D4 — Tool Design & MCP Integration (18% of the exam) — covers tool descriptions as routing mechanisms, tool input schema design — parameters, enums, and constraints, tool error handling, idempotency, and partial success, mcp architecture — servers, clients, and the three primitives, building mcp servers — defining and exposing tools, resources and prompt templates in mcp, mcp clients — discovery, invocation, and multi-server routing, mcp transport mechanisms — stdio vs. streamablehttp, advanced mcp features — sampling, notifications, and roots, mcp security — access scoping, authentication, and production hardening. You will understand how each of these areas is tested on the exam and how they connect to real-world practice.
D5 — Context Management & Reliability (15% of the exam) — covers context window architecture — tokens, limits, and cost tradeoffs, the lost in the middle effect — evidence and mitigation, rag architecture — chunking, embedding, and the retrieval pipeline, semantic search, bm25, and hybrid retrieval, multi-index rag, production hardening, and citation, prompt caching — eligibility rules, cache placement, and cost impact, batch api — 50% cost savings, 24-hour window, and workload design, long-conversation coherence, compaction, and session memory. You will understand how each of these areas is tested on the exam and how they connect to real-world practice.
The included Exam Simulation is the honest version of readiness testing — scenario-heavy, just like the real exam. If you score well, you're ready. If you don't, the full course is built to close those gaps domain by domain. This course works as a standalone readiness check or as the final step in a complete study plan.

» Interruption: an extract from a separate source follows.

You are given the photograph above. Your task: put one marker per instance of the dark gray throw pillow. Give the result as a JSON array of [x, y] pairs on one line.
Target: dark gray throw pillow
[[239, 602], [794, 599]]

Major topics covered: defining agentic systems — autonomy, tool use, and the action loop, agents vs. workflows vs. conversational systems, when to use agentic architecture vs. simpler patterns, task analysis and decomposition strategies, sequential vs. parallel execution patterns, dynamic planning, replanning, and ambiguity handling, orchestrator-subagent model — roles, scope, and context isolation, multi-agent topology patterns — hub-and-spoke, pipeline, peer-to-peer, agent communication, handoff schemas, and error propagation, state and session management — in-context vs. external memory, error classification — tool, reasoning, and environment errors, fallback and retry strategies, programmatic enforcement vs. prompt-based guardrails, human-in-the-loop escalation design, claude code architecture — tool system and execution model, project setup, context management, and session continuity, user, project, and team-level claudemd — hierarchy and precedence, path-specific rules, subdirectory config, and claudeignore, writing effective claudemd instructions for teams, custom slash commands — creation, structure, and distribution, skills — skillmd, frontmatter, triggers, and enterprise deployment, subagents in claude code — configuration, scope, and delegation, hooks — lifecycle events, implementation, and exit code conventions, useful hook patterns — logging, safety nets, and automation, claude code sdk — programmatic session control, ci/cd integration — non-interactive mode and the -p flag, clarity, specificity, and instruction design, system prompts — structure, role definition, and context injection, xml tags and document structure for complex prompts, few-shot prompting and high-quality example design, CCA-F exam prep 2026.